Fiction Writing Means Walking in Other Moccasins
In the world these days, we are constantly advised to look at current events from a different perspective in order to bridge the widening gap between our viewpoints. While I’m not very good at that, I have become quite adept at seeing my fictional island world from the perspective of a different character — which always leads to a deeper, richer, version of what happens on the page.
The new book is told from several first-person perspectives, and after going public with the first chapter a few months ago I realized that I needed more balance between the various viewpoints. Most of the first-draft chapters were written from one of two primary perspectives, only straying into new territory for scenes where those two characters wouldn’t have been present. Better balance meant re-visiting several of those scenes from the viewpoint of another character altogether. (It also meant eliminating other scenes that didn’t move the story forward, but that’s another post altogether.)

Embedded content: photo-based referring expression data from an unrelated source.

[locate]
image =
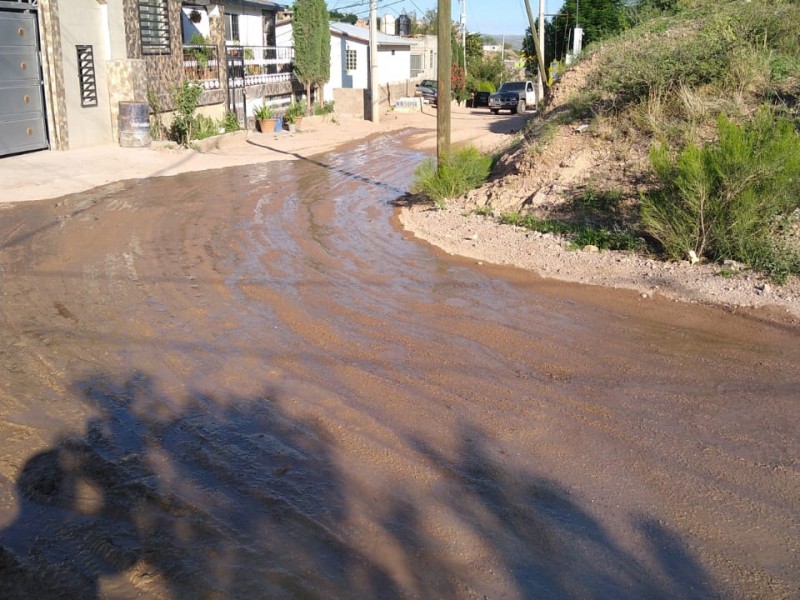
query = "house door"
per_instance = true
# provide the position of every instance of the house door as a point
(22, 116)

I’d read more than once that a change in character perspective could help writers who are stuck, though I’ve never had the discipline to try it; I prefer to write my way out of plot-holes. But structural necessity has become the mother of a new habit, and I must admit to finding this new technique slightly addictive. Seeing events unfold through a different pair of eyes always leads to new insights: about the characters, but also about the “whys” behind what’s taking place. Without taking the time and effort to rework these scenes, I never would’ve “seen” the story quite so clearly.
I know enough about my island folks now to instantly realize what each would notice about a particular scene, and it’s different for each one. As it becomes easier and easier to step into another character’s moccasins (or flip flops, or deck shoes), I will try to remember to see the real world through a few different lenses too.